The consumption of fish with concentration of metals above the limit recommended by the World Health Organization (WHO) may cause public health intoxication (e.g., 300 [micro]g x [kg.sup.-1] x [day.sup.-1] for zinc, 500 [micro]g x [kg.sup.-1] x [day.sup.-1] for copper and 800 [micro]g x [kg.sup.-1] x [day.sup.-1] for iron). Although they perform essential biological functions and participate in several stages of human metabolism, some elements can cause serious damage to organisms when ingested in high concentration, as zinc, copper and iron.

The Tapajos river, an important tributary of Amazonas river, was intensely studied for mercury assessment [4, 6, 9-12]. Mercury was used by gold miners and is an element naturally present in the Amazon basin in high concentrations [13]. However, few studies assessed the concentrations of other heavy metals in fish in that region. Due to the increase of anthropogenic pressure on the Amazon systems that could contaminate the fish, this work evaluated the bioaccumulation of zinc, copper and iron by different species of fish collected in the Tapajos river and if these organisms are safe for consumption regarding these three metals

2. Results and Discussion

Zinc concentrations of the 23 species analyzed ranged from 2 [micro]g x [g.sup.-1] w.w. for B. cepahlus to 15 [micro]g x [g.sup.-1] w.w. for P. rutiloides (Table 1). No significant difference was observed among Zn concentrations in the non-carnivorous and carnivorous fish (Figure 1A). Zn is an essential element for animals, acting in the active center of more than 300 enzymes [14, 15].

Some authors suggest that the concentrations of this metal in fish for Tapajos is a natural bioconcentration process, absorbed independently of human action, due to the natural leaching of the soil, mainly during the rainy season, that loads Zn from soils to aquatic systems [16]. However, Bubure sampling site presented higher concentrations of this metal in fish muscles compared to fish from other three sites (Figure 2A). In this region (Itaituba and Bubure) it was observed concentrations of Zn in water above 0.180 mg x [L.sup.-1] [17, 18], two orders of magnitude higher than those observed in the Santarem region, which had values below to 0.005 mg x [L.sup.-1] [19]. These higher concentrations in Itaituba region were associated with natural erosive processes that frequently occur in this region and erosive processes increased by anthropic activities, such as deforestation [17, 18]. However, the concentrations of Zn were higher only in fish from Bubure (and not from Itaituba). The reasons for this pattern are not clear, but a presence of an important port in Bubure could increase the environmental impact of this locality. All materials arrive in the region by this port, and are transported to Itaituba by road (where the river is not navigable). Therefore, the Zn concentrations observed in the present study can be a result of natural and antropogenic processes that load this metal to the Tapajos river.

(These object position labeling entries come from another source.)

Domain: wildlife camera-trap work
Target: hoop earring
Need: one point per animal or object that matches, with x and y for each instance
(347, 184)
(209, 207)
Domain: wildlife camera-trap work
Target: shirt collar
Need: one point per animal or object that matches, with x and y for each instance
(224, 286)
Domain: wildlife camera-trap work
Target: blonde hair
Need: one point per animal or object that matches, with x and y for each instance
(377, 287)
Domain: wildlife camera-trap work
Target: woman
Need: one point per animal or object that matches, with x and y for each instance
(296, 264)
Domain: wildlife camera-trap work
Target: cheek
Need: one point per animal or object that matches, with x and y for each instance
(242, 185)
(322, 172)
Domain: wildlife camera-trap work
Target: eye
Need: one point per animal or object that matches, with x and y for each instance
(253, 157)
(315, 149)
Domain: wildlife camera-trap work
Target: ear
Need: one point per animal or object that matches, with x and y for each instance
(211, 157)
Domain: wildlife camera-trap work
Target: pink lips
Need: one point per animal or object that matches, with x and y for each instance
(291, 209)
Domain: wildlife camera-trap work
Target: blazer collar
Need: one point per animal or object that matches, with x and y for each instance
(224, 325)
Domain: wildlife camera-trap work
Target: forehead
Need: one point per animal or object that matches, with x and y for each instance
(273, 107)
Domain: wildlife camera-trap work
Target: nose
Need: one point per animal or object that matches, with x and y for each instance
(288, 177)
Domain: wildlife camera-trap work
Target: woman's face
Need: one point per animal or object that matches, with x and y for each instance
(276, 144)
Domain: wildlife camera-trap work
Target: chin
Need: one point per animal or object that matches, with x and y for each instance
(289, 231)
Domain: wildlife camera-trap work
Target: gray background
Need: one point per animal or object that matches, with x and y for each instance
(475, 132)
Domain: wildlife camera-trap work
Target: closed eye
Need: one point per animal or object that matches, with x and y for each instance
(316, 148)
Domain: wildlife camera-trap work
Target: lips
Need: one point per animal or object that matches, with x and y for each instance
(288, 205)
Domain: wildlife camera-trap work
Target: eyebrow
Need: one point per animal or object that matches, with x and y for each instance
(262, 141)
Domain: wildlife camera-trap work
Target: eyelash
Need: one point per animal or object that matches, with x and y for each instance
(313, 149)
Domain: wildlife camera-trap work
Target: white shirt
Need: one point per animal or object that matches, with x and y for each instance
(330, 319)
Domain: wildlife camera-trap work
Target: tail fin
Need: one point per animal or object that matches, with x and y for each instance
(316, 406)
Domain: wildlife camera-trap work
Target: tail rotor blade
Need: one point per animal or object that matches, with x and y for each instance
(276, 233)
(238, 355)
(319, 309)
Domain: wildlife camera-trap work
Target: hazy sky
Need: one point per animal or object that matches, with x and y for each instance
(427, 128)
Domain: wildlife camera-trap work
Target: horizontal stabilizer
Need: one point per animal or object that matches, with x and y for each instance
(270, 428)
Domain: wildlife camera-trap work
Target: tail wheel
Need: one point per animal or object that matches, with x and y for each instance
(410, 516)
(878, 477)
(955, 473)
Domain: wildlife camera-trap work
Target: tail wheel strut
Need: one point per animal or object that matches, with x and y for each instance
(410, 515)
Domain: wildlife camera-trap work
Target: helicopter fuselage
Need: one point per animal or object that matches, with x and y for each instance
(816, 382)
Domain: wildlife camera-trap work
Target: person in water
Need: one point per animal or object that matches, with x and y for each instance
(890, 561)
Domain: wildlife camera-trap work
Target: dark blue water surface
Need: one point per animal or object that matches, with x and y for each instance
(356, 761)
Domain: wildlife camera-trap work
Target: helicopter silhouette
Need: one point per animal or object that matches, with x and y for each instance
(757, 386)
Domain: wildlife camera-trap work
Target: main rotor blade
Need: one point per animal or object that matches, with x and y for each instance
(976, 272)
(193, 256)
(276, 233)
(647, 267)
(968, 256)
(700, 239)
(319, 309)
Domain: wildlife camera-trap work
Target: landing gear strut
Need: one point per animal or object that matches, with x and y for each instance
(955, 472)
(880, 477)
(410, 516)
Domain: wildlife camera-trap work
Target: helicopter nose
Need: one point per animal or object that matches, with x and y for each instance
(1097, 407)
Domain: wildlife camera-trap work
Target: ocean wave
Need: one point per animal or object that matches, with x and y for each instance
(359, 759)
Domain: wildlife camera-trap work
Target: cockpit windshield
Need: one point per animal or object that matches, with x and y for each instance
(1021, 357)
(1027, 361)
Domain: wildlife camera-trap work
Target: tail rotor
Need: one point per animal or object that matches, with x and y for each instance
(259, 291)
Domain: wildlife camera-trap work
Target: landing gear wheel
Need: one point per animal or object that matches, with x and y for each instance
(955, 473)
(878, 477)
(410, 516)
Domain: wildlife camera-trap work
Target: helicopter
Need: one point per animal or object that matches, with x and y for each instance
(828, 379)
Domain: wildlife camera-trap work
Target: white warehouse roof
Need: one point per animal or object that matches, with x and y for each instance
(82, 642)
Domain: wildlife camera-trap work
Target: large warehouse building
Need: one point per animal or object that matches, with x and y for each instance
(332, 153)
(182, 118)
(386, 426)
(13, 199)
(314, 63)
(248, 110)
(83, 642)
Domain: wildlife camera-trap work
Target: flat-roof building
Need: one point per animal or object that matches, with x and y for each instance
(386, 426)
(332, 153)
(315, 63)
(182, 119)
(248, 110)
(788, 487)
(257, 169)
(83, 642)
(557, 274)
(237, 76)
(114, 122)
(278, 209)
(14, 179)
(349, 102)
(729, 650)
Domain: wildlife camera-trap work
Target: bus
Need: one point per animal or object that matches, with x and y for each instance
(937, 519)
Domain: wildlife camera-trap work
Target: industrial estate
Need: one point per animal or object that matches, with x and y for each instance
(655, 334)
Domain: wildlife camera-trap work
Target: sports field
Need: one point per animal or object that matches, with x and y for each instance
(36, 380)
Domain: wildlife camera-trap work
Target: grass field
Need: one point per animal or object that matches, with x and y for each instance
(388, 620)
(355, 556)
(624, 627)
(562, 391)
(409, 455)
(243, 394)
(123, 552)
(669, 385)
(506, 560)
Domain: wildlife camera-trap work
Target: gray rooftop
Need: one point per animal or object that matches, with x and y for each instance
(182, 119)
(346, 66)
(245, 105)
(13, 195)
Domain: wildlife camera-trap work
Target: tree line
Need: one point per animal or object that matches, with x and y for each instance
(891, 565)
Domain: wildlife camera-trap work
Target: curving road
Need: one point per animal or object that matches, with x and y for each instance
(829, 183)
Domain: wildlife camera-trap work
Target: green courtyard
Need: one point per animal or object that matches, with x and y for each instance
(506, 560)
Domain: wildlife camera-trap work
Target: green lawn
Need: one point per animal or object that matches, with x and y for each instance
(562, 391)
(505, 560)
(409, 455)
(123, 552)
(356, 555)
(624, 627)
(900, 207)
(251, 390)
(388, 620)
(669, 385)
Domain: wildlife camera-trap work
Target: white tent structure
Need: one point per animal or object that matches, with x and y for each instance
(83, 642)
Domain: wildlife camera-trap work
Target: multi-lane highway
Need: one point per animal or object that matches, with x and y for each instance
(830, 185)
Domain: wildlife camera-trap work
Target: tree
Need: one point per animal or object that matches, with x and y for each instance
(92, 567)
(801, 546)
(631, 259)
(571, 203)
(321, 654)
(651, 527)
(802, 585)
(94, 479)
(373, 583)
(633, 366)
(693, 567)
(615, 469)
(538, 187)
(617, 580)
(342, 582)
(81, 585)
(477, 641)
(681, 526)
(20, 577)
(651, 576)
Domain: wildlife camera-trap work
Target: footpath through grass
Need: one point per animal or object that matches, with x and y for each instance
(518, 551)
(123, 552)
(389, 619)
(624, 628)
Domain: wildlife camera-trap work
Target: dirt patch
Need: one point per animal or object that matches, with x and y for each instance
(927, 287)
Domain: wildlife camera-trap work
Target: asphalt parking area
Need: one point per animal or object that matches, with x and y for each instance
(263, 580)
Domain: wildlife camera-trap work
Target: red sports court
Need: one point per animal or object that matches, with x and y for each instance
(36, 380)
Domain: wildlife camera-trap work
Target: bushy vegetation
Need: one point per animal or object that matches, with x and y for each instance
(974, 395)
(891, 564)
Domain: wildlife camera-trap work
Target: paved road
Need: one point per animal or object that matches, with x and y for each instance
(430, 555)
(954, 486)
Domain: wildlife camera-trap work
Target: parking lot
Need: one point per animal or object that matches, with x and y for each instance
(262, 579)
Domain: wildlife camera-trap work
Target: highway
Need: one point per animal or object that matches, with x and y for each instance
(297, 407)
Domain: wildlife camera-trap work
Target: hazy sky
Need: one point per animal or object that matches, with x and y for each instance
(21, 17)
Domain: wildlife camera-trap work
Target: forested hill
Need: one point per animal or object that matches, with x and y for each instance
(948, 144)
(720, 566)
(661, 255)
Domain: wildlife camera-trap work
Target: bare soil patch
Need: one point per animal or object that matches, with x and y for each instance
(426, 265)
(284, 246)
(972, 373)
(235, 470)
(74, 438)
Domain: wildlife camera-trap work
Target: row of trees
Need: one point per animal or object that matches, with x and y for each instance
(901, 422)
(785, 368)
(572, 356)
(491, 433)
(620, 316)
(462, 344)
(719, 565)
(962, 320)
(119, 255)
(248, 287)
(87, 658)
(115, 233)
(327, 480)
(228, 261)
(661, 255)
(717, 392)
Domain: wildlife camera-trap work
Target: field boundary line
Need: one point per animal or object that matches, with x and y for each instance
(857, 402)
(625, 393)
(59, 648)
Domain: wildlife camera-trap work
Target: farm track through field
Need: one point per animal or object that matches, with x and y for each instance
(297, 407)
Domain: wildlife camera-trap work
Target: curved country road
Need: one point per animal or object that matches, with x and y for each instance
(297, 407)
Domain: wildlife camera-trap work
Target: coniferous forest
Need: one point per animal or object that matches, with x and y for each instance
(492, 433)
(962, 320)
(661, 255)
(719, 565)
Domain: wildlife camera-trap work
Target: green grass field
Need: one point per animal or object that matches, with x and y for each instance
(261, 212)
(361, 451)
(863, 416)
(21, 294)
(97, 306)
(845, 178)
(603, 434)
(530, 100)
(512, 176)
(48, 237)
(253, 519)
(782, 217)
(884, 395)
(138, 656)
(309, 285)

Copper is an essential metal, necessary for the synthesis of hemoglobin in the blood [20]. Cu concentrations of the 23 species analyzed ranged from 0.6 [micro]g x [g.sup.-1] w.w. for the G. proximus to 3.5 [micro]g x [g.sup.-1] w.w. for B. cepahlus (Table 2). No significant difference was observed among Cu concentrations of the non-carnivorous and carnivorous fish (Figure 1B). In the Cassipore river basin, in the Northern region of Brazil, [21] also did not find different muscular Zn and Cu concentrations between fish species with different feeding habits. In Alter do Chao, it was observed higher concentrations of this element in the fish when compared to the other sites (Figure 2B). The Alter do Chao and Santarem regions have open dump, manure disposal [22], and many channels of domestic sewage [19]. The sewage and land use can increase copper concentrations of biota [1]. Therefore, the higher concentrations observed in fish from Alter do Chao could be related to these human activities. However, the lower concentrations observed in fish from Santarem should be further investigated. When compared to other metals, fish have low concentrations of copper since their metabolism readily regulates this essential metal [23].

Iron concentrations of the 23 species analyzed ranged from 5 [micro]g x [g.sup.-1] w.w. for M. schomburgki to 286 [micro]g x [g.sup.-1] w.w. for P. squamosissimus (Table 2). No significant differences were observed between Fe concentrations of the carnivorous and noncarnivorous fish (Figure 1C) and also between fish collected at different sites (Figure 2C). Iron is a very important essential metal for diverse species and participates in cellular respiration as the transport of [O.sub.2] and C[O.sub.2] [24, 25]. The results may be associated with the geochemical composition of the region, where iron is abundant and has good mobility [26]. The iron concentrations in water from Tapajos near Santarem city were between the limits allowed by CONAMA one and two classes (for freshwater) (0.3 mg x [L.sup.-1]), in almost all sampling points [19]. Therefore, there is a great availability of Fe concentrations in the water.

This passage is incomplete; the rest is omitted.